C’est pour cette raison que tout élargissement futur ne pourra se faire que si, synchroniquement, les membres actuels de l’Union acceptent de s’y préparer, institutionnellement et financièrement. Le rapport du Groupe de travail franco-allemand sur les réformes institutionnelles de l’Union indiquait clairement, comme tant d’autres de façon tout aussi explicite, les étapes à suivre et les réformes à entreprendre. Le peu d’empressement démontré depuis septembre 2023, date de publication du rapport, par tous ceux qui sont en capacité d’initier un processus d’adaptation est un premier indice. L’adhésion graduelle en vogue et le peu d’empressement européen à peser sur les disputes bilatérales, préparent finalement les esprits à l’acceptation d’une nouvelle étape dans le processus de différenciation de l’Union européenne.
Tout élargissement futur ne pourra se faire que si, synchroniquement, les membres actuels de l’Union acceptent de s’y préparer, institutionnellement et financièrement.
Francois Lafond
Les pays des Balkans occidentaux ne sont pas prêts à devenir membres à part entière de l’Union européenne, comme l’Union semble mal équipée aujourd’hui pour les accueillir, et peu encline pour adapter les traités existants et ainsi optimiser le fonctionnement d’une Communauté, qui outre les Balkans Occidentaux, devra aussi accueillir l’Ukraine et la Moldavie.
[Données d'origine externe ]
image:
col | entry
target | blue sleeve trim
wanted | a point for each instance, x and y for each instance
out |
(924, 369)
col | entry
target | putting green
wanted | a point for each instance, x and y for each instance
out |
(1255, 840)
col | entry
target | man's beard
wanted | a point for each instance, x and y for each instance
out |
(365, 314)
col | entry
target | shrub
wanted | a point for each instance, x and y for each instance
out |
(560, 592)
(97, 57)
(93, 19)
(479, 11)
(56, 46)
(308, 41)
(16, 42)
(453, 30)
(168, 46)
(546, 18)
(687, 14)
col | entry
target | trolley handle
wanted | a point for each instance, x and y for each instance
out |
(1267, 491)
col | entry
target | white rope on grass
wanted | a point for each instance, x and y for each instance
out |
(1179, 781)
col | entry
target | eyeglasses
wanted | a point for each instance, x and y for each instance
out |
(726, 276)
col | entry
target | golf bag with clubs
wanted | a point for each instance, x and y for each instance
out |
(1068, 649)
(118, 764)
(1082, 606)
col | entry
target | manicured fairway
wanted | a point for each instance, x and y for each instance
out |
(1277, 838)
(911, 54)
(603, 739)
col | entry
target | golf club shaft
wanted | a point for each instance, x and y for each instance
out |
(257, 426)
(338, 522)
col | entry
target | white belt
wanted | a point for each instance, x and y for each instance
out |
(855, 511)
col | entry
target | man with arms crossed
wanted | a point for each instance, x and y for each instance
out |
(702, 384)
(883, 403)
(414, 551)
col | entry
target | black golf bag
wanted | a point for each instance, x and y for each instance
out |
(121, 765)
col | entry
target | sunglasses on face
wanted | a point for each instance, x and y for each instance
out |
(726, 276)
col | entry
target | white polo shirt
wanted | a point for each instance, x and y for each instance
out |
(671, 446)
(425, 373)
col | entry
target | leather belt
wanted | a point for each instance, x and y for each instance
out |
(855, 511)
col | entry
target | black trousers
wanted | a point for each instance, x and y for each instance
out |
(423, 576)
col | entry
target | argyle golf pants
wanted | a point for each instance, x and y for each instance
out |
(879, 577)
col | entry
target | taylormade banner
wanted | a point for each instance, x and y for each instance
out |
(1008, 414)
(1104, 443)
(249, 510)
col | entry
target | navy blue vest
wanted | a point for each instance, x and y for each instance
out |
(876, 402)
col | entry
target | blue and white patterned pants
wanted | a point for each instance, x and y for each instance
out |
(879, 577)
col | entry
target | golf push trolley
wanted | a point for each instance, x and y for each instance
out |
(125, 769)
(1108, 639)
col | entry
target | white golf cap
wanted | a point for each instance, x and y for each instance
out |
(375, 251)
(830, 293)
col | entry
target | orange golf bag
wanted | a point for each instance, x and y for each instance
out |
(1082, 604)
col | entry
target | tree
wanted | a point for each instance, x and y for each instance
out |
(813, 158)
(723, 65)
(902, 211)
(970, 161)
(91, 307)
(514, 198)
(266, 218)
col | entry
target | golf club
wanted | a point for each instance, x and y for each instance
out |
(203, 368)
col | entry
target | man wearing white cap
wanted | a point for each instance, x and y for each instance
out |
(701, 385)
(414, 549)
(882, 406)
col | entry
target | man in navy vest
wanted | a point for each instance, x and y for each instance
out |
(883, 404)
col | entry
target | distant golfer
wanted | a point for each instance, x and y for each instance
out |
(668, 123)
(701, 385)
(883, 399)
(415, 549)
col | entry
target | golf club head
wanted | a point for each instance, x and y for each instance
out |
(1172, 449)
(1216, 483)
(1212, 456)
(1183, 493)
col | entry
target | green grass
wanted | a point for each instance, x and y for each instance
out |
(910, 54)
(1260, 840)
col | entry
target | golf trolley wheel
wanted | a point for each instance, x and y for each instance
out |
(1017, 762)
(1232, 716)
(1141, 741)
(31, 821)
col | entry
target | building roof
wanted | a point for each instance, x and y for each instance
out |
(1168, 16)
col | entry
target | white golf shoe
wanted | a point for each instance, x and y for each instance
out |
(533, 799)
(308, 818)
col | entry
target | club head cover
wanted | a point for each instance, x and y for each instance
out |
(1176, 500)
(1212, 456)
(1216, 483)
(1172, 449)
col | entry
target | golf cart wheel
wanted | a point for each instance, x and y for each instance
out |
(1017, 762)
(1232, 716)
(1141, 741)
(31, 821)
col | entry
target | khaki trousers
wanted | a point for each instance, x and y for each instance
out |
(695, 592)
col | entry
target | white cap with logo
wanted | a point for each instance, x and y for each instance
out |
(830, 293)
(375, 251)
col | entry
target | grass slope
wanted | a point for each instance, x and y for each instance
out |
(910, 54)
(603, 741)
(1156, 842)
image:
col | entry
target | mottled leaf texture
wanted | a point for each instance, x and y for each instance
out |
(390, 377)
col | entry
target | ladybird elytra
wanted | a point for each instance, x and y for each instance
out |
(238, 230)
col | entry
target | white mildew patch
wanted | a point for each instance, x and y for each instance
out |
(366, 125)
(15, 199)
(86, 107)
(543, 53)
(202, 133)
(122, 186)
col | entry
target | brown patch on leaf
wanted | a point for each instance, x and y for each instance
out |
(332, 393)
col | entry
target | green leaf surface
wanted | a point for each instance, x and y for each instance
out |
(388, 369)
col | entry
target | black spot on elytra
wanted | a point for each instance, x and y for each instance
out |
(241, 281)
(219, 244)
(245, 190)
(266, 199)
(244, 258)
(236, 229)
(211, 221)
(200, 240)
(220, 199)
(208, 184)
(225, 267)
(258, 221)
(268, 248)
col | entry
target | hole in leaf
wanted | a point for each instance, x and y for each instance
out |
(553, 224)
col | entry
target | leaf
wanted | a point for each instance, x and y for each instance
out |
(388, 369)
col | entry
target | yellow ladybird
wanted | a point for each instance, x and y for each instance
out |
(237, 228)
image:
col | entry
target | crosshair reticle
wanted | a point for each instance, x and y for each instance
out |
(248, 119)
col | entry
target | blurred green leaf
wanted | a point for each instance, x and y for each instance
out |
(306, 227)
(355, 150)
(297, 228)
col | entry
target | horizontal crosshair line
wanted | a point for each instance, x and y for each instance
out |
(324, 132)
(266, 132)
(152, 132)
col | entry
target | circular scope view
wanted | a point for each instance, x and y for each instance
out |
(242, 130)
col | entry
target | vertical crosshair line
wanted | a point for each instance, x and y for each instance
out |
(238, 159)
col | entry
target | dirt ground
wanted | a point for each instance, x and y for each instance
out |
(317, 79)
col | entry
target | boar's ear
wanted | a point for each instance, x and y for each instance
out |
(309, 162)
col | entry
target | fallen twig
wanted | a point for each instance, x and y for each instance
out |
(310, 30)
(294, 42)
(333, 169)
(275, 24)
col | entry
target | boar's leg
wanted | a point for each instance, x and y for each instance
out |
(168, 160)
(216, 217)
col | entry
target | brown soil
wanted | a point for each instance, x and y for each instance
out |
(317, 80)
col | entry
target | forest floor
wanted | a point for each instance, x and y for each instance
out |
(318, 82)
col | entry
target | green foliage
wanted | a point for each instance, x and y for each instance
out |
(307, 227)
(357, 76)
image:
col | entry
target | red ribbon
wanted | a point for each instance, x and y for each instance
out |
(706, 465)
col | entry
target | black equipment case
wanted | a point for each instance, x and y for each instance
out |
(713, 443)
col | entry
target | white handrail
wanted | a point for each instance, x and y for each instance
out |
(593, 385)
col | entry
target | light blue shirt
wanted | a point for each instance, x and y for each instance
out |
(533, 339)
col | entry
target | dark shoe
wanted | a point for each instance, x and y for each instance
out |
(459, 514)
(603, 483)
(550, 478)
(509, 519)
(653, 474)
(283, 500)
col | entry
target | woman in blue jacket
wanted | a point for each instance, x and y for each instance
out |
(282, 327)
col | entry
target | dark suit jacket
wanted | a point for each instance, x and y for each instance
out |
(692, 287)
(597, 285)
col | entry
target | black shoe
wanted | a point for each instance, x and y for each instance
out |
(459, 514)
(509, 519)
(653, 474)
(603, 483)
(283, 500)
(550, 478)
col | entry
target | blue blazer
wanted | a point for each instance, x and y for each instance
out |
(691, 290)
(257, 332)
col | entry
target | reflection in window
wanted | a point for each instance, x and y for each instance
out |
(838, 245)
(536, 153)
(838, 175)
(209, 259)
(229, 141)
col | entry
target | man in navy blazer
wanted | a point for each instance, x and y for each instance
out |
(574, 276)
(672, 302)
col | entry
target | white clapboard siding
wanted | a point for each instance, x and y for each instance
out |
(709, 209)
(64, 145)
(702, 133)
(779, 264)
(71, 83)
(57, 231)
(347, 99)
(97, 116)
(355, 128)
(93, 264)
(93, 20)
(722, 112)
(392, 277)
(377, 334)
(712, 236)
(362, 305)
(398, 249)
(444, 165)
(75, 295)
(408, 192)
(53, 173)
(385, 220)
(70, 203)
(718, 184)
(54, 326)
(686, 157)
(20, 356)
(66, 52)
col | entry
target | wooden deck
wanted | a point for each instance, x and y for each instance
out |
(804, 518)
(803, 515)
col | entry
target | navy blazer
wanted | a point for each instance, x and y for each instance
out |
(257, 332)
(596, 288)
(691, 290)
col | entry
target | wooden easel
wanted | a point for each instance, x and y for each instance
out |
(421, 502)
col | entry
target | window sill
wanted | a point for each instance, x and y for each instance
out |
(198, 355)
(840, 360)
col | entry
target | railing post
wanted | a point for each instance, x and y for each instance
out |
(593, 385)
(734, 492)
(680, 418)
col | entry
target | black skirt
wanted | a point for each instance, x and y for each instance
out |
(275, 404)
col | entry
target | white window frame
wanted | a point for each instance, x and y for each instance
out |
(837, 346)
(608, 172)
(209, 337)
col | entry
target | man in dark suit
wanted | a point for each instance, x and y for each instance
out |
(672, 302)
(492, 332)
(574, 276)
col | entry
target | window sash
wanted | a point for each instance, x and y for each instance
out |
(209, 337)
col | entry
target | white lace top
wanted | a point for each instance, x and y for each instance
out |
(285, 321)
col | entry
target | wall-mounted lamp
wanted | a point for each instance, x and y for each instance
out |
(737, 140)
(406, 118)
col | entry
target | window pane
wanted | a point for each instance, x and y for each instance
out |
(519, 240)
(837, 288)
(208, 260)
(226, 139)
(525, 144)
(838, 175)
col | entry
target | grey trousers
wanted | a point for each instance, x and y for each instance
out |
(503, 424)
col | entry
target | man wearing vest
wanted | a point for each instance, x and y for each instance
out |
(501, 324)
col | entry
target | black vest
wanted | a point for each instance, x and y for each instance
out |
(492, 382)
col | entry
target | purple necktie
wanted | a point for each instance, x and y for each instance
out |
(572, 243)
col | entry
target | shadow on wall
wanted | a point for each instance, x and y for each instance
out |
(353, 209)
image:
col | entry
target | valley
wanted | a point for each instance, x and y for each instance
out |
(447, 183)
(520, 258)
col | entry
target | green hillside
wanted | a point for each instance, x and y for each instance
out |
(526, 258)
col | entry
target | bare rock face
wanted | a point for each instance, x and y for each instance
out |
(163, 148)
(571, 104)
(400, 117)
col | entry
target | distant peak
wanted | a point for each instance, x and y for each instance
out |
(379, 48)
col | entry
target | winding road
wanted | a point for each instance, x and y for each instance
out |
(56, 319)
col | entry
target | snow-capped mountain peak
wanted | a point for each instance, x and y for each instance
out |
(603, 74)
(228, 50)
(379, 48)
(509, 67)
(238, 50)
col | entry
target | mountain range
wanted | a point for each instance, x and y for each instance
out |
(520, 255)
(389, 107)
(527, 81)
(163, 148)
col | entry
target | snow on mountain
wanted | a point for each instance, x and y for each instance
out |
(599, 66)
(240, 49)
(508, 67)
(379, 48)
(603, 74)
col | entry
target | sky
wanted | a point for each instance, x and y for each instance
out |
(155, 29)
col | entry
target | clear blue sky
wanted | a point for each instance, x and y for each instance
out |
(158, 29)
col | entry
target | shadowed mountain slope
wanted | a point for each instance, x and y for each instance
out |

Cette « constellation européenne », offrant aux pays du continent européen des solutions d’intégration à la carte selon les secteurs, variables et flexibles selon les gouvernements, nécessitera une architecture institutionnelle souple, beaucoup d’imagination pour innover et satisfaire les nuances patriotiques nationales sans pour autant démanteler le cadre institutionnel existant. Et il faudra mettre en place une vraie pédagogie pour garder les citoyens européens à bord. Une « constellation européenne » dont il faut cependant se hâter de dessiner les contours et les modes d’action, avec une Communauté politique européenne (CPE) qui aura certainement toute sa place. Le monde pluri-polaire, de moins en moins démocratique, ne nous attendra pas.